Lo spreco di Stock o scorte d’inventario

MUDA Inventario: Lo spreco di Stock o scorte d’inventario

Il MUDA Inventario rappresenta lo spreco generato da stock. Le scorte inventariali o giacenze (MUDA Inventario) sono uno dei sette sprechi della produzione (I 7 MUDA: leggi di più).

Quando si parla di MUDA Inventario si parla di scorte, si intendono quindi materie prime, prodotti semilavorati, scorte di prodotto finito, contenitori e imballi come accessori di logistica.

Sono frequenti gli atteggiamenti produttivi in cui si tende ad accumulare una scorta eccessiva rispetto a quella necessaria per lo sviluppo produttivo o per timore di rimanere senza materiale, o semplicemente perché produrre un po' di più mette al riparo da eventuali aumenti improvvisi della domanda o il pericolo di imprevisti produttivi come l’aumento di prodotti scartati o difettosi.

Questo atteggiamento spesso superficiale produce tuttavia costi e sprechi altissimi, squalificando il livello di efficienza aziendale.
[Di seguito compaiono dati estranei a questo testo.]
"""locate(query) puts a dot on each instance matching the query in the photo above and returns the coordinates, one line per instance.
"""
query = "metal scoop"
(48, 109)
Tuttavia vanno compresi al meglio i livelli di scorta a cui è giusto dover tendere in funzione di numerose variabili del flusso produttivo (lead Time, Takt-time, Forecast, Stagionalità, Indice di rotazione, Punto di riordino ecc.) e raggiungere il miglior equilibrio. Serve quindi dotarsi di dati storici e di stock per iniziare a costruire il giusto calcolo che dia il miglior livello di scorta.

Tollerare un modesto livello di rischio e un corretto livello di indebitamento finanziario, è la base da cui operare il calcolo di efficienza. Queste variabili poi andranno intrecciati con i limiti di superficie di magazzino e i rischi di ingessare la produzione sotto il peso delle scorte. Queste analisi sono la sfida del Compromesso ingegneristico alla base della corretta gestione delle scorte e del punto di riordino.


MUDA Inventario: I costi dello spreco di scorte inventariali

Ogni pezzo di stock che resta a magazzino ha un costo associato ad esso.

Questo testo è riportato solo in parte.